Guiguemde, W., Shelat, A., Bouck, D., Duffy, S., Crowther, G., Davis, P., Smithson, D., Connelly, M., Clark, J., Zhu, F., Jiménez-Díaz, M., Martinez, M., Wilson, E., Tripathi, A., Gut, J., Sharlow, E., Bathurst, I., Mazouni, F., Fowble, J., Forquer, I., McGinley, P., Castro, S., Angulo-Barturen, I., Ferrer, S., Rosenthal, P., DeRisi, J., Sullivan, D., Lazo, J., Roos, D., Riscoe, M., Phillips, M., Rathod, P., Van Voorhis, W., Avery, V., & Guy, R. (2010). Chemical genetics of Plasmodium falciparum Nature, 465 (7296), 311-315 DOI: 10.1038/nature09099

Gamo, F., Sanz, L., Vidal, J., de Cozar, C., Alvarez, E., Lavandera, J., Vanderwall, D., Green, D., Kumar, V., Hasan, S., Brown, J., Peishoff, C., Cardon, L., & Garcia-Bustos, J. (2010). Thousands of chemical starting points for antimalarial lead identification Nature, 465 (7296), 305-310 DOI: 10.1038/nature09107


  1. Very nice post. Thank you! It's interesting that it took five people working in a special bio hazard unit 12 months to screen the two million compounds (source: I'm not sure how much the total cost of this project is, but making this data available to public is priceless. I'm also following on how this data can be analysed and viewed from different perspectives. A Quick Look at the GSK Malaria Dataset is interesting in this regard.

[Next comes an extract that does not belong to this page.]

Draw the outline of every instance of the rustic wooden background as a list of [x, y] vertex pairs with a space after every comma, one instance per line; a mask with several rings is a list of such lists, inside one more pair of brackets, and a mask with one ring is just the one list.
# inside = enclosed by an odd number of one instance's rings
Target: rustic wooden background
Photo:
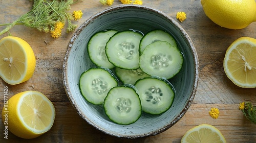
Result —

  2. Thanks for the link! Certainly looks interesting

  3. This is certainly an interesting starting point for further activities. Nevertheless, I would be very careful to call these HTS hits "candidates". It usually takes many years of med chem optimization to turn such a (validated, promising) hit into a drug candidate and the probability that one actually ends up with an approved drug is very low.